Les études présentées jusqu’à présent ont démontré que chez les volontaires sains, les femmes sont plus sensibles à divers agents tussigènes inhalés. Cependant, ces études n’abordent pas la question de savoir si des différences similaires liées au sexe existent dans la sensibilité du réflexe de la toux chez les patients souffrant de toux chronique. Pour répondre à cette question, Kastelik et al ont recruté 118 patients et mesuré la sensibilité de la toux à la capsaïcine et à l’acide citrique en utilisant une technique de contrôle par dosimètre à respiration unique. Au total, 118 patients (68 femmes) âgés de 58,4 ± 12,6 ans ont été soumis à un test de provocation à l’acide citrique. Parmi eux, 101 patients (60 femmes) âgés de 57,8 ± 12,9 ans ont également été soumis à un test de provocation à la capsaïcine. Les concentrations d’agent tussif provoquant deux (C2) et cinq (C5) toux ont été calculées. Les mesures C2 et C5 étaient significativement plus faibles chez les femmes que chez les hommes pour les deux agents tussigènes. De plus, une corrélation significative existait entre les valeurs C2 et C5 de l’acide citrique et de la capsaïcine. Lorsque les patients ont été considérés sur la base du diagnostic clinique final, les deux principales catégories de diagnostic étaient l’asthme et le RGO. Les valeurs C2 et C5 de la capsaïcine et de l’acide citrique étaient significativement plus basses pour les patients de sexe féminin dans les deux groupes, à l’exception de la capsaïcine C2 (p = 0,063) et de l’acide citrique C5 (p = 0,092) pour les patients asthmatiques, bien que des tendances aient été notées. Les mesures spirométriques, exprimées en valeurs absolues ou en pourcentage des valeurs prédites, en général, n’étaient pas significativement corrélées avec les valeurs C2 ou C5 chez les femmes ou les hommes, à l’exception de la capsaïcine C5 et des valeurs FEV1 chez les hommes (rs = 0,37, p = 0,03). Dans une analyse de sous-ensemble, les auteurs ont cherché à savoir si le statut reproductif des patientes influençait leur réponse à la toux en divisant les patients en groupes d’âge ≥55 et <55. Il n’y avait pas de différences statistiques dans les valeurs C2 ou C5 pour la capsaïcine ou l’acide citrique entre les deux groupes.

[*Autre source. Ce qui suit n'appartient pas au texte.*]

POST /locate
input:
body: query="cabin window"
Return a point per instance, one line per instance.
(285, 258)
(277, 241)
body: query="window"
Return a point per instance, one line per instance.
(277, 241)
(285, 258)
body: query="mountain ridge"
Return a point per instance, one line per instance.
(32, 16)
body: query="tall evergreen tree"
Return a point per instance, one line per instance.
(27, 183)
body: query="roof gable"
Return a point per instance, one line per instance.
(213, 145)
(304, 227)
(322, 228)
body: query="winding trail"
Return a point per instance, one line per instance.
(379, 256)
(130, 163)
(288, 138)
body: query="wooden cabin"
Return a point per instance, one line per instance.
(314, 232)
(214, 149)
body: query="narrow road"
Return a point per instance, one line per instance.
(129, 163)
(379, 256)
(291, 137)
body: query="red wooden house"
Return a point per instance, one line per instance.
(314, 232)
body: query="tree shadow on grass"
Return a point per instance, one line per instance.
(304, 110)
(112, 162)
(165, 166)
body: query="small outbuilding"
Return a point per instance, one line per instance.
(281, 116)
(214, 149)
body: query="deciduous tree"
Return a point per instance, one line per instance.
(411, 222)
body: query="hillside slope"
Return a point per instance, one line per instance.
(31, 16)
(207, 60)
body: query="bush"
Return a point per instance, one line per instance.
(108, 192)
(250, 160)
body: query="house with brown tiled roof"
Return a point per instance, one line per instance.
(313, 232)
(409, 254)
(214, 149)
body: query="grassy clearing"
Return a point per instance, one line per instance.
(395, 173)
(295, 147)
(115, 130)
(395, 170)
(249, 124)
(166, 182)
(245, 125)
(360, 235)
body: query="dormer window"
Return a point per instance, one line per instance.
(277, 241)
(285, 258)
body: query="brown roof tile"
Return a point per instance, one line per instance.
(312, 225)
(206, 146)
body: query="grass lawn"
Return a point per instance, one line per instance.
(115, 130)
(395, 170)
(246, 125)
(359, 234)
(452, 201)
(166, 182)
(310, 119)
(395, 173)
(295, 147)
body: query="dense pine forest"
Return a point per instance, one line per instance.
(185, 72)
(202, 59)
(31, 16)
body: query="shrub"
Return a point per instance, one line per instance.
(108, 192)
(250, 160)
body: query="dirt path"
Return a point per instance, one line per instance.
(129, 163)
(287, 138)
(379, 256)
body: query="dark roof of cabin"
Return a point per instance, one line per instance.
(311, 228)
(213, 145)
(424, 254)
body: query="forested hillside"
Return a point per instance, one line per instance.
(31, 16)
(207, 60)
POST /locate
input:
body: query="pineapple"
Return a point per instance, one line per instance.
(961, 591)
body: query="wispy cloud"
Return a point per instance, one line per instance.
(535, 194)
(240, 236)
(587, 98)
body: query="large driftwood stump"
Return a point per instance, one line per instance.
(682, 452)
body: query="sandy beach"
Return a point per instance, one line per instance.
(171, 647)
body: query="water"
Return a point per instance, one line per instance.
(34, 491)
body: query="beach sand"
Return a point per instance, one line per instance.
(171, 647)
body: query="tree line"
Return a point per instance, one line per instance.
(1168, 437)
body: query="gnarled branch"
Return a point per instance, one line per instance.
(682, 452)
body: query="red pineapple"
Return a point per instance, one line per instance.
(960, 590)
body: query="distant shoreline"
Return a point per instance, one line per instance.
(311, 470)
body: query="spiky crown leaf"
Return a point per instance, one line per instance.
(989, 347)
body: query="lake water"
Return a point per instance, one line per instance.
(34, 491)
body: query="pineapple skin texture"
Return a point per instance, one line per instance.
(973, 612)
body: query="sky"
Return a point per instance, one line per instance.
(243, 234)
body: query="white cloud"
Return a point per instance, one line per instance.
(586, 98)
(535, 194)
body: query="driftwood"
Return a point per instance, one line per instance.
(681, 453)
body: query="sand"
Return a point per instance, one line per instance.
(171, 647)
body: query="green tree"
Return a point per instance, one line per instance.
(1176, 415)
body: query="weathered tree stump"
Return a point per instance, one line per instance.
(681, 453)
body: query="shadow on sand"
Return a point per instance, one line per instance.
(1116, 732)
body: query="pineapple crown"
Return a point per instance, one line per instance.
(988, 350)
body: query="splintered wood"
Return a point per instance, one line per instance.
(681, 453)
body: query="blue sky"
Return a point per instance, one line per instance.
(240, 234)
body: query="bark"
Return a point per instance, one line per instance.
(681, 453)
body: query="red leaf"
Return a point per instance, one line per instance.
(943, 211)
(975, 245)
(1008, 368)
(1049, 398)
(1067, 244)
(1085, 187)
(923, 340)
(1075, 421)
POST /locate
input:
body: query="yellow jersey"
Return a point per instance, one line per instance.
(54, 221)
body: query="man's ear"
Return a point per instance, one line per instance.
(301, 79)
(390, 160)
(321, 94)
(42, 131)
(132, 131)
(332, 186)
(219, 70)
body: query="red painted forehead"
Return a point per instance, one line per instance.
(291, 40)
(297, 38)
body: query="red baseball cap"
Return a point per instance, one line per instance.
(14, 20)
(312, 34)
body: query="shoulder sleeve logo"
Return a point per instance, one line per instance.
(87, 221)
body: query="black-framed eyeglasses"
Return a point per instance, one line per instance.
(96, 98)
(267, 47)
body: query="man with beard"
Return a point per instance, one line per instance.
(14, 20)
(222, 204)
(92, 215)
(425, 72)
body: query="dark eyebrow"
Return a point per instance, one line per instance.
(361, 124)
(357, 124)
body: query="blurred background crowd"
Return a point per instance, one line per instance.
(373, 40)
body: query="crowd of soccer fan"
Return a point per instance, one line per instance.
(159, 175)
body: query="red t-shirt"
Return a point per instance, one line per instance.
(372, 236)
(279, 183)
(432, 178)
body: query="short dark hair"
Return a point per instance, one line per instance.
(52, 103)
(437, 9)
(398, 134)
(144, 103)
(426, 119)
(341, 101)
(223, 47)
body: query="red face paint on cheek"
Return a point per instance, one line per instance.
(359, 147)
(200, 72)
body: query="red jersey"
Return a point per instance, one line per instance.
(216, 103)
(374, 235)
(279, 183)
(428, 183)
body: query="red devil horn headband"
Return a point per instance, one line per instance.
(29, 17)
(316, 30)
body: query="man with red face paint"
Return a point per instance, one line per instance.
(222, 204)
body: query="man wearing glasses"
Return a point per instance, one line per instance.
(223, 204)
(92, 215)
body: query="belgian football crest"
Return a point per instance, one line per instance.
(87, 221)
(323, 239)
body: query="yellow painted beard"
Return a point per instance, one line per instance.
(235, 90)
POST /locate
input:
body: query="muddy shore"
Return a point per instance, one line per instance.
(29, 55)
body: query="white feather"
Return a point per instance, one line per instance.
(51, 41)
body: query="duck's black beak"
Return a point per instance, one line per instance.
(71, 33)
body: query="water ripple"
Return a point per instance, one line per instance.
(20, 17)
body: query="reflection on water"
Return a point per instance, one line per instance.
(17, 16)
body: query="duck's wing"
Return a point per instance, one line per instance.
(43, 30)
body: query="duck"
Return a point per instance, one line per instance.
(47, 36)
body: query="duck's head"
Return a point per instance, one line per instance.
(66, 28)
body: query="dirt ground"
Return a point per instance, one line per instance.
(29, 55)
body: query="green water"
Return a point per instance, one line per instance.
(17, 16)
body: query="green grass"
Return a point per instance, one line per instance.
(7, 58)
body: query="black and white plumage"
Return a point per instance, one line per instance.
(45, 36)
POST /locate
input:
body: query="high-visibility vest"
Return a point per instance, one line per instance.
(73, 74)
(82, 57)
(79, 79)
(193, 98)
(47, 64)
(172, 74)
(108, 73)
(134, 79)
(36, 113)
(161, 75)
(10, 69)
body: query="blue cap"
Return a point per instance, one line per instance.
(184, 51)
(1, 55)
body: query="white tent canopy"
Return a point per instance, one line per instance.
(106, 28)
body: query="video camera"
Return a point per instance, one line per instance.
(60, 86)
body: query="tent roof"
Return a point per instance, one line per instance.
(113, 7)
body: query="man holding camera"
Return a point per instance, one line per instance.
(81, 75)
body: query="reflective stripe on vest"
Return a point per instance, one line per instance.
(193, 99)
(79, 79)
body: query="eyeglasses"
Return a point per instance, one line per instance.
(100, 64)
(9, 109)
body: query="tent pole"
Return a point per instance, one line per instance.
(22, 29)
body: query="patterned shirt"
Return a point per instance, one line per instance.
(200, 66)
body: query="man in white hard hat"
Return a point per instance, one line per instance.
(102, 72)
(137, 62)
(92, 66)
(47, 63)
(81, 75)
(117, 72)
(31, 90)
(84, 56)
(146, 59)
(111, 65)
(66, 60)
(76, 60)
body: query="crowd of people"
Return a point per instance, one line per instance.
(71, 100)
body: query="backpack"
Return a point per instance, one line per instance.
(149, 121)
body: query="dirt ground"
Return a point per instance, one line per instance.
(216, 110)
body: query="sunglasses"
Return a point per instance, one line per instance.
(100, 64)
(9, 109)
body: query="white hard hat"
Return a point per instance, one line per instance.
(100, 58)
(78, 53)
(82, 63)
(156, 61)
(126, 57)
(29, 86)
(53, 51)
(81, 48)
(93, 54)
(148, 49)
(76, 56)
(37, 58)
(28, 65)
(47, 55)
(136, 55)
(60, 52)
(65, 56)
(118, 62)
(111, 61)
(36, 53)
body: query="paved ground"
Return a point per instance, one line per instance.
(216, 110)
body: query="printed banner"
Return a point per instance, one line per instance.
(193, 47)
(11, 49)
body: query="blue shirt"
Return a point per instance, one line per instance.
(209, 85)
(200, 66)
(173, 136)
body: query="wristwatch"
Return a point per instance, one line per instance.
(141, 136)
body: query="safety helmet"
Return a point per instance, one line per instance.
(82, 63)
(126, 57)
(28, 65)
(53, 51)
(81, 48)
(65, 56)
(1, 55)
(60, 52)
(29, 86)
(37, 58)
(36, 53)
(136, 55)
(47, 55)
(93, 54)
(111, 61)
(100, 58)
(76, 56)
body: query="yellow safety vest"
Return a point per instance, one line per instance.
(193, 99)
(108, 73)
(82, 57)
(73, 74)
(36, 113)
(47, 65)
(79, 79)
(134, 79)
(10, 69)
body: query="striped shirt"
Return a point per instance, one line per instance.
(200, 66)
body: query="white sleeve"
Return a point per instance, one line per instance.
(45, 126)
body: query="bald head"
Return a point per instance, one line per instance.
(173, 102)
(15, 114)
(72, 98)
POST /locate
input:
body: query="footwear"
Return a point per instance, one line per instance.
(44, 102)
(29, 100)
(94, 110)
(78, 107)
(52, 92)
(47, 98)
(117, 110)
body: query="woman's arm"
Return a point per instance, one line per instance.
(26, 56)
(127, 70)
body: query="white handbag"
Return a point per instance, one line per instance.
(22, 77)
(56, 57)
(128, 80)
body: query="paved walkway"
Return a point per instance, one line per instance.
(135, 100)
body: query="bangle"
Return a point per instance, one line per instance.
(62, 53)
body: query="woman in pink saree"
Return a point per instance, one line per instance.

Cette étude est la première à démontrer que chez les individus souffrant de toux chronique, les femmes par rapport aux hommes ont une sensibilité accrue du réflexe de la toux à la fois à l’acide citrique et à la capsaïcine. En outre, la faible corrélation, voire l’absence de corrélation, entre la sensibilité du réflexe et les valeurs spirométriques suggère qu’il est peu probable que la variation du dépôt des agents tussigènes explique les différences de toux liées au sexe. Une différence similaire a également été constatée dans les deux principales catégories de diagnostic que sont l’asthme et le RGO. On peut supposer que les effectifs étaient insuffisants pour déterminer si cela était également vrai pour la toux liée aux IEC. Des études antérieures ont démontré une augmentation du réflexe de la toux chez les patients sous IEC, mais n’ont pas abordé la question de savoir si les modifications de la sensibilité à la toux induites par les IEC chez les femmes sont plus importantes en termes d’ampleur, de prévalence, ou les deux, par rapport à celles observées chez les hommes.